When you have the right team in place to make a deal, everything else tends to work itself out.
You can rely on professionals who have experience bringing deals to market and fashioning successful outcomes. You have the right counsel and the right investment banker who can effectively communicate existing opportunities to the buyer. A good team will help you craft a growth story going forward, and assess what costs you can take out and what synergies you can gain. The process of selling is partly the objective metrics of the historic business and partly telling the go-forward story. This can help you think about the buyers you want to approach — likely a combination of strategic buyers and financial buyers (private equity funds and perhaps family offices).

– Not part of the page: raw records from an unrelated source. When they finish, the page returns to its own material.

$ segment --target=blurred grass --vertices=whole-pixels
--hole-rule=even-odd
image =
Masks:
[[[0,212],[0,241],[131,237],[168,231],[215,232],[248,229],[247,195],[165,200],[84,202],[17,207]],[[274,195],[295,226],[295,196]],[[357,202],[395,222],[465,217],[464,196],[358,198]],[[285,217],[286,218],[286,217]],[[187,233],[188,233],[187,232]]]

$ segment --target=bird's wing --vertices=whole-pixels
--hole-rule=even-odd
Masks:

The right preparation will go a long way toward creating a successful M&A outcome. Buyers will engage financial and other advisers to do a deep dive into the business. Their diligence will likely include having their accountants do a quality of earnings (Q of E) report to verify the seller’s historic performance and to question any costs that the seller believes should be added back to historic earnings. These “add-backs” are important in enhancing the purchase price, as each dollar agreed to will result in a multiple in terms of purchase price. In most cases, it makes sense for sellers to commission their own Q of E report. They can use this to anticipate where potential buyers may push back and to determine what should fairly be added back to earnings to derive the purchase price.
Based on the nature of the business, sellers should try to anticipate what other diligence issues will be most relevant to a buyer and work to address them before going to market. For example, if the company is a manufacturer and may have environmental issues, consider having an expert report address those issues in advance. This type of pre-planning will tell potential buyers that the seller is prepared and organized, which will bring comfort, promote trust and speed along the process.

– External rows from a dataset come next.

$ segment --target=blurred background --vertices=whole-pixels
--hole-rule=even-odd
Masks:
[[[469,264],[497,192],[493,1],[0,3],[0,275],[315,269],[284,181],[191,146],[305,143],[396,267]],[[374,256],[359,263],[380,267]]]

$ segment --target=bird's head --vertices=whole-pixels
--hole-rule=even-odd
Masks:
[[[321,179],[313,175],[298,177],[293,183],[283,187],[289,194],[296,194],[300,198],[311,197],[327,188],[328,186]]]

A qualified seller team will typically go to market in a way that communicates to potential buyers what’s important to them in terms of both structure and material deal terms. Consider the following in advance:
- What structure results in the optimal tax outcome for the seller?
- Is there a cost to a buyer of that structure?

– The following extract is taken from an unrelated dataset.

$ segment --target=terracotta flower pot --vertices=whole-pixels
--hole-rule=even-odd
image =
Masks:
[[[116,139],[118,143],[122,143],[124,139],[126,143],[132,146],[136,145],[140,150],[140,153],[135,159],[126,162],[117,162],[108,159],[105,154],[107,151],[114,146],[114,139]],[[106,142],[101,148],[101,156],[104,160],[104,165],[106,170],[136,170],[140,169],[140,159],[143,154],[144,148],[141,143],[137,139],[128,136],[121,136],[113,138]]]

- Also, is the likely buyer a financial buyer who wants the seller to reinvest or roll over equity into the transaction? If so, determine what the seller’s appetite is to do so, and how to do it on a tax-deferred basis.
What post-closing indemnification risk are you (as a seller) willing to retain? The current market for meaningfully sized transactions frequently involves having the buyer procure representation and warranty insurance that dramatically reduces the seller’s risk post-closing. This cost is typically shared by the buyer and seller and is around 3-3.5 percent of the amount insured, which is negotiated, but frequently 10 percent of the purchase price. Buyers not willing to use this insurance are at a disadvantage in competitively marketed deals.
After interested parties place their bids for the business, the seller team will narrow which are acceptable based on price, the certainty of closing and other factors that may be specific to certain sellers (such as treatment of employees by potential buyers). Next, the seller will conduct meetings (management presentations) for this group of likely buyers to tell the story of the business and share the vision. It’s important to decide who will be doing this for the selling business. If the business is led by the founder, for example, showing the depth of management beyond the founder can enhance value.
Be crisp and well-rehearsed when telling the story. Although some buyers come to the table with their own management team, most financial buyers invest in people, as well.
After this stage, potential buyers will submit final bids and the seller team will select a winning bid. Frequently, the bid process will include a seller-prepared draft purchase agreement that puts its best deal structure forward and sets the stage for advisers to negotiate the final terms. Experienced counsel on both sides will facilitate this process.
In short, the right team and the right story told in an optimal way creates an environment that enables the best deal for both the buyer and seller. Careful planning at the outset is critical to create fair expectations for the seller and drive a desirable outcome.
Ira Kaplan is executive chairman and former managing partner of the Cleveland-based law firm of Benesch, Friedlander, Coplan & Aronoff LLP. His practice focuses on M&A as well as public and private debt and equity financing.